3045. Count Prefix and Suffix Pairs II

HardTrieArrayStringString MatchingHash FunctionRolling Hash
Leetcode Link

Problem Description

The problem presents us with an array of strings words, where each element is a string. We are tasked to determine the number of unique index pairs (i, j) such that the string at index i is both a prefix (the beginning part) and a suffix (the ending part) of the string at index j, with the additional condition that i must be less than j.

For example, if the words array contains ["apple", "applepie", "pie"], then the string "apple" is both a prefix and a suffix of "applepie", forming a valid pair of indices (0, 1).

The challenge is to count all such pairs in the given array, taking into consideration that the strings can be of any length and the array can contain a large number of strings.

Intuition

The straightforward approach to this problem would be to compare every possible pair of strings and check if the conditions of being a prefix and suffix are met. However, this naive approach could be very inefficient because it would require a lot of redundant comparison especially when there are repeating patterns in the strings.

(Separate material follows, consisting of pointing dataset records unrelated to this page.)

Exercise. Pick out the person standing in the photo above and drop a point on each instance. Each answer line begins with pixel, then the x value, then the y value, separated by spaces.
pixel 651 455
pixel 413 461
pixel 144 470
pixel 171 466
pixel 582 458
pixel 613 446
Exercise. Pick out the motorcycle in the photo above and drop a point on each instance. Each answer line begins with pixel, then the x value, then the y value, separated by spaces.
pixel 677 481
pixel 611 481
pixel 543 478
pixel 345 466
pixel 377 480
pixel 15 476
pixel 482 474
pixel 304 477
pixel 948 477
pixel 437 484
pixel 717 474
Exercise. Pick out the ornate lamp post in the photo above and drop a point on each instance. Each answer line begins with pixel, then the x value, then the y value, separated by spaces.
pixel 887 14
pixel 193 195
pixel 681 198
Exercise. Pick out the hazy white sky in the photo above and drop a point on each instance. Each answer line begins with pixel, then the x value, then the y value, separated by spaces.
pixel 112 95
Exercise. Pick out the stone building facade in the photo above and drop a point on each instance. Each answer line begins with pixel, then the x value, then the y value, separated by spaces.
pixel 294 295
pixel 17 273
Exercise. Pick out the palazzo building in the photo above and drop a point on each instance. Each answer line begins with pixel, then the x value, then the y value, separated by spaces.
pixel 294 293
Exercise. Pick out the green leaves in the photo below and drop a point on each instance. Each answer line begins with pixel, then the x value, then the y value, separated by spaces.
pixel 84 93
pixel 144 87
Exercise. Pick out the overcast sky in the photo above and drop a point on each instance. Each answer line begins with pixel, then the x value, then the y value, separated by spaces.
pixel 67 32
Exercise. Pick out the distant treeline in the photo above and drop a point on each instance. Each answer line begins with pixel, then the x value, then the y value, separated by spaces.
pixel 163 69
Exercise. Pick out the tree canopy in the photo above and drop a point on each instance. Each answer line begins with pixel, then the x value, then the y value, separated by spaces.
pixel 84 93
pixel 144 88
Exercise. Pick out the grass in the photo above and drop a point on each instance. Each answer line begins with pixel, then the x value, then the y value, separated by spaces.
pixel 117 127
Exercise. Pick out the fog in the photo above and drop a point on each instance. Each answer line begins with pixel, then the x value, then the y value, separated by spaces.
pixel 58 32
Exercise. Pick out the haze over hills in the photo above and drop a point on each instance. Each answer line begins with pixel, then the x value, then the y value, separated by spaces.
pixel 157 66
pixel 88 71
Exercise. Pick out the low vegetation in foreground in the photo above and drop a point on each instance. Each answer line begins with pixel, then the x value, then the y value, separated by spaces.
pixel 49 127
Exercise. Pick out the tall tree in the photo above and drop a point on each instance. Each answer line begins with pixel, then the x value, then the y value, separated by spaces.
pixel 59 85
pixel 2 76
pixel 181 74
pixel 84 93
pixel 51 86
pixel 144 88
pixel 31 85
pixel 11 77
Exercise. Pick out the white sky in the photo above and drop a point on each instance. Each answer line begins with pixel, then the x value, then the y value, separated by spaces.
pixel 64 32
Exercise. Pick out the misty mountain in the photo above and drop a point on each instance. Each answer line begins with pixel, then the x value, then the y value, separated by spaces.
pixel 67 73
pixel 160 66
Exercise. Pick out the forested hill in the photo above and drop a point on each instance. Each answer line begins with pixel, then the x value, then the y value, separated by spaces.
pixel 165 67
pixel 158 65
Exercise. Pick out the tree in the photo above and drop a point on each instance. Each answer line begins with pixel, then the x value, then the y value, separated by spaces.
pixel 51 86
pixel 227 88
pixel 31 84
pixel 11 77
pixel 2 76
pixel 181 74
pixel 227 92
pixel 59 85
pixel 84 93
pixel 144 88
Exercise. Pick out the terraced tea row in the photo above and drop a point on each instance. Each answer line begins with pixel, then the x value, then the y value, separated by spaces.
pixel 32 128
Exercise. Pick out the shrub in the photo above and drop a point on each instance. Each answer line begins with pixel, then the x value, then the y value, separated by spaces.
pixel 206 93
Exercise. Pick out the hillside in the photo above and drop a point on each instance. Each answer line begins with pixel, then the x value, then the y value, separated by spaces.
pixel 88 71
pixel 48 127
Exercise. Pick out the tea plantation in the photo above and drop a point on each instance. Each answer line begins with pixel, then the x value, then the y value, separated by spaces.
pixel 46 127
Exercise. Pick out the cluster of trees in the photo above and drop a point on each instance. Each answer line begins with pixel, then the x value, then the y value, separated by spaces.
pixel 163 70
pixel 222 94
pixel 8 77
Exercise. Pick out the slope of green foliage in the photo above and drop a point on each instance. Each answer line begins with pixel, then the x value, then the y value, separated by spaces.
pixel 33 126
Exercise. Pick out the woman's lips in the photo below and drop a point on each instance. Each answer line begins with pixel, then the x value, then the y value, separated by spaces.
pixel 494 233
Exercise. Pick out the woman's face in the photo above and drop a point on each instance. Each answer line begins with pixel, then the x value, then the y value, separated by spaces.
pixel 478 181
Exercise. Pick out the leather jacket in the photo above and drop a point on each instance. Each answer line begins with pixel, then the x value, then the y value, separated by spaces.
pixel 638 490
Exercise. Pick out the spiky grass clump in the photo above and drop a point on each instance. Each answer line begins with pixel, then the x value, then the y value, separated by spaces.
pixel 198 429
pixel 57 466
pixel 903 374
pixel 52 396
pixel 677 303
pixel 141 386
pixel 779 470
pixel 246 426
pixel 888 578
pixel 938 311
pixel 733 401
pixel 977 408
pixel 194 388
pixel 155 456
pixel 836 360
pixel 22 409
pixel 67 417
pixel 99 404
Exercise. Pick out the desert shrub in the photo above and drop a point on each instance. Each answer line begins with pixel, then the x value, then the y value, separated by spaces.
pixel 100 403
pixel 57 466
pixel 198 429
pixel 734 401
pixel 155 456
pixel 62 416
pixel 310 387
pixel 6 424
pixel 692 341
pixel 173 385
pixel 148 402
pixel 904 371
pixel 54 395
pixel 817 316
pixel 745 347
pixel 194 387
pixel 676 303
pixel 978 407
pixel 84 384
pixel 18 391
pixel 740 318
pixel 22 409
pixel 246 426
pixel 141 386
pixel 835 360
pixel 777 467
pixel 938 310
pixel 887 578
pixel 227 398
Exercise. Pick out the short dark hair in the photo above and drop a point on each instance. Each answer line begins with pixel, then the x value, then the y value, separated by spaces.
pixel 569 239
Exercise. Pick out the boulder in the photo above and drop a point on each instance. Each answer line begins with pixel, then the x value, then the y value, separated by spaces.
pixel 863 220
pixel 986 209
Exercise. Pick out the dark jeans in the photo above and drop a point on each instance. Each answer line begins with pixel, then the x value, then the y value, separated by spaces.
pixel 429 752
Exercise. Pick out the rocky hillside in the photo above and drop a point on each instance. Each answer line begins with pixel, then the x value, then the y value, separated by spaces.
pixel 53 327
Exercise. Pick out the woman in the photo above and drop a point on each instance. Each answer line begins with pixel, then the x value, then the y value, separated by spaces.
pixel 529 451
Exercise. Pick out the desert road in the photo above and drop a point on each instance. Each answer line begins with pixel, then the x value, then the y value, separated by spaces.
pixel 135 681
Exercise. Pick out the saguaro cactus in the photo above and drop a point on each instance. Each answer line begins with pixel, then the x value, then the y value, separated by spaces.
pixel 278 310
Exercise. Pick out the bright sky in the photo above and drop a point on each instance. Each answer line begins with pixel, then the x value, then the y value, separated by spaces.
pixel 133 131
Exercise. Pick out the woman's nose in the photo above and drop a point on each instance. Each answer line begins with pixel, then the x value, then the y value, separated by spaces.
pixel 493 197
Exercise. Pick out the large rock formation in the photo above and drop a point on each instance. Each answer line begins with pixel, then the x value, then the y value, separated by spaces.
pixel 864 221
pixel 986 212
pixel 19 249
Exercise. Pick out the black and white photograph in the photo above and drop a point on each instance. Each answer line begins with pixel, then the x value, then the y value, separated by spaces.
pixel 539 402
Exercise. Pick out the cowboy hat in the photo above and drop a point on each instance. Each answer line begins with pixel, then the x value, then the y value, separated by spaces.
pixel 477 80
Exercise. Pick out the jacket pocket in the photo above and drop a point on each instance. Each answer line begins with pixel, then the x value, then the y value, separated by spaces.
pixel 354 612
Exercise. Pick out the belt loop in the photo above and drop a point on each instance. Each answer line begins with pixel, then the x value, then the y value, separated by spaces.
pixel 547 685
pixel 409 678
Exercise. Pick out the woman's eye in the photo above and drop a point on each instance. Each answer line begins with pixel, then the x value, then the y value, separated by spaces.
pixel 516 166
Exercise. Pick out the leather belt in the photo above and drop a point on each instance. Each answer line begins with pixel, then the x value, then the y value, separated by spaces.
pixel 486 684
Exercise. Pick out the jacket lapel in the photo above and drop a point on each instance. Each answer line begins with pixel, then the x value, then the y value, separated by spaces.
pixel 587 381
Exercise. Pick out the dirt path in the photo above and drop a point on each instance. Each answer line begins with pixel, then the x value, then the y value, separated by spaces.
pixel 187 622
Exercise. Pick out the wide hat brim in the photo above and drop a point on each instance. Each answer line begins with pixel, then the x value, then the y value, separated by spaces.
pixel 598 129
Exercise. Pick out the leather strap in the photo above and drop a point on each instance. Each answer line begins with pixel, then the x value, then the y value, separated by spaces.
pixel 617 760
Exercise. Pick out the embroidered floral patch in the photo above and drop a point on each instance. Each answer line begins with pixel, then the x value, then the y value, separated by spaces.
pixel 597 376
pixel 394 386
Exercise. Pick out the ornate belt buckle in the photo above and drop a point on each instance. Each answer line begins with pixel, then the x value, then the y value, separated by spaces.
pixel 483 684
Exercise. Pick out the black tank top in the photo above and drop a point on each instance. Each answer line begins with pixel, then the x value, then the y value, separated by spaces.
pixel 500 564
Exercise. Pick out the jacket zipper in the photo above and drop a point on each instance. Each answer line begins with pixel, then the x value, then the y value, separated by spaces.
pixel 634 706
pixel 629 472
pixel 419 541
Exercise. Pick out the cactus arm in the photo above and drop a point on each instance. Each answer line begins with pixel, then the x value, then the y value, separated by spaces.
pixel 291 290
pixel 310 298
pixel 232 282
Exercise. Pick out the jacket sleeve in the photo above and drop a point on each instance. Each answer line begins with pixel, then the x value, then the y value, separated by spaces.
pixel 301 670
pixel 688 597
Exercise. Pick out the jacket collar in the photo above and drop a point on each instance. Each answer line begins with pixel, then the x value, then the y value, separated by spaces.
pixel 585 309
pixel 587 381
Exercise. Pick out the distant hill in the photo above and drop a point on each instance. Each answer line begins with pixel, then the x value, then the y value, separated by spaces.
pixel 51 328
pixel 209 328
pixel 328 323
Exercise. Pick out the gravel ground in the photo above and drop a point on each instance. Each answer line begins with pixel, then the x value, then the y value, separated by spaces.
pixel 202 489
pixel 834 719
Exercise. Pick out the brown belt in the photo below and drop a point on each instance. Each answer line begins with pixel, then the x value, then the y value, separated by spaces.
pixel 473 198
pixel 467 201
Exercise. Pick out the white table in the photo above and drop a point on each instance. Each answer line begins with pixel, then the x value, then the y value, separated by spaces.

To optimize the process, we should try to find a way that can help us identify the prefix-suffix relationship faster. This brings us to the core of the solution - Trie data structure. Tries are often used for efficiently searching for prefixes in a set of strings. But for our problem, we need to check for both prefixes and suffixes simultaneously.

To achieve this, we introduce a modified trie that holds pairs of characters. Each pair is composed of a character from the prefix and a character from the suffix of the same position in the string. For example, for string "ababa", the pairs would be (a,a), (b,b), (a,a).

While inserting these pairs into the trie, we maintain a count at each node, representing how many times a particular prefix-suffix pair has been seen thus far. When we iterate over a new string to insert its character pairs into the trie, we can simultaneously calculate the number of times a subtree's character pairs have appeared before. This allows us to efficiently count the number of valid i < j pairs, where isPrefixAndSuffix(words[i], words[j]) is true, without having to explicitly check every combination.

The given solution code implements a Trie with the specified modification and efficiently computes the count of qualifying index pairs.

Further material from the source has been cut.